In the dug out... Big Russ must have felt like all his Christmases had come at once to be able to name Dean Cox, Jonathan Tehoue, George Porter and Jamie Cureton on his bench. Though, of course, there's always one stale, mouldy mince pie that no one wants left over at the end of any festive season - ours is called Marc Laird.

A word on the opposition... "Refs ad a panic up for me" tweeted red-carded Charlton goalkeeper Ben Hamer as he watched his teammates try to cope for 84 minutes with only 10 men. Presumably that means he didn't agree with the admittedly marginal decision. No word from him on Jimmy Smith's incorrectly disallowed goal or the penalty that should have been awarded for the foul on Kevin Lisbie, mind. Still, Charlton are a class side and will no doubt be promoted, making Orient's performance - even against 10 men - even more impressive.

Meanwhile on Twitter... Worrying times for Jimmy Smith this week as his account was presumably hacked into by a mischief maker who swapped his profile pic for a still from Wham's Club Tropicana video from 1983. "is tht ment to be banter?" tweeted the irate ladies man when it was pointed out to him.

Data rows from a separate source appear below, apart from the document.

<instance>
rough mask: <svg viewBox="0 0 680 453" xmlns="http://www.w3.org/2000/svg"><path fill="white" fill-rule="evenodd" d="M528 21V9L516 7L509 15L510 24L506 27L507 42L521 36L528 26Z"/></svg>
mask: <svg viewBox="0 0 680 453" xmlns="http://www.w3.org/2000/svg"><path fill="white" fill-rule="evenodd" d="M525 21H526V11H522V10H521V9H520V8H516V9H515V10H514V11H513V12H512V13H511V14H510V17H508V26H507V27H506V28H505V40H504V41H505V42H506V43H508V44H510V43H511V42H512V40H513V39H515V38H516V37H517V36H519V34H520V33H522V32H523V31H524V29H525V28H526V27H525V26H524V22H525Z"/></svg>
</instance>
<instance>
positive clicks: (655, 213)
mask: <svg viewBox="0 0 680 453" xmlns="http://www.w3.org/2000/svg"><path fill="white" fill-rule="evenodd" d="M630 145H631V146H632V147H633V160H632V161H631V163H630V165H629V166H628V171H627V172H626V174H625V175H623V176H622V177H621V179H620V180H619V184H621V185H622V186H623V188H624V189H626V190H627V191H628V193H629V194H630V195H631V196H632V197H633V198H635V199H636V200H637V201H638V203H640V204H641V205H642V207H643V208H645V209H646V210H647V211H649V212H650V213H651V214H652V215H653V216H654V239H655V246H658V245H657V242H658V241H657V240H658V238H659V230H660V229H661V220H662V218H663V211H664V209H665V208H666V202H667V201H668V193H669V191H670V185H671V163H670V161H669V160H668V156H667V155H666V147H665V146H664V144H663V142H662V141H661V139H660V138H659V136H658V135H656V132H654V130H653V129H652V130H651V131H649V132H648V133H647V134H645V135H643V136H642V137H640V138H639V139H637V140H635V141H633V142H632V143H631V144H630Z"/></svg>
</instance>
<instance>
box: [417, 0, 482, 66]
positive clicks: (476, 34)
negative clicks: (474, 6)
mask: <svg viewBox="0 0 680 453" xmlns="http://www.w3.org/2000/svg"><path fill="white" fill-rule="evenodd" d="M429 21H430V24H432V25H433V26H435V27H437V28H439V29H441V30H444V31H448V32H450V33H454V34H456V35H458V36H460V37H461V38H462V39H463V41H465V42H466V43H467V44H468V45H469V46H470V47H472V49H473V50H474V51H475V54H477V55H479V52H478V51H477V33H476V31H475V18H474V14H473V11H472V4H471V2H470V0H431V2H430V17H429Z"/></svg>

Lesson for the day... It's easier to win when we've got more players than the other team. To this end Slade needs to concoct a plan to field 12 men against Stevenage. Dean Cox could certainly play the entire game beneath the referee's eyeline, for example, and Jimmy Smith has previously gone for entire 90-minute stretches on the pitch without a single person in the stadium noticing he was there. Should be simple - bring on 2012!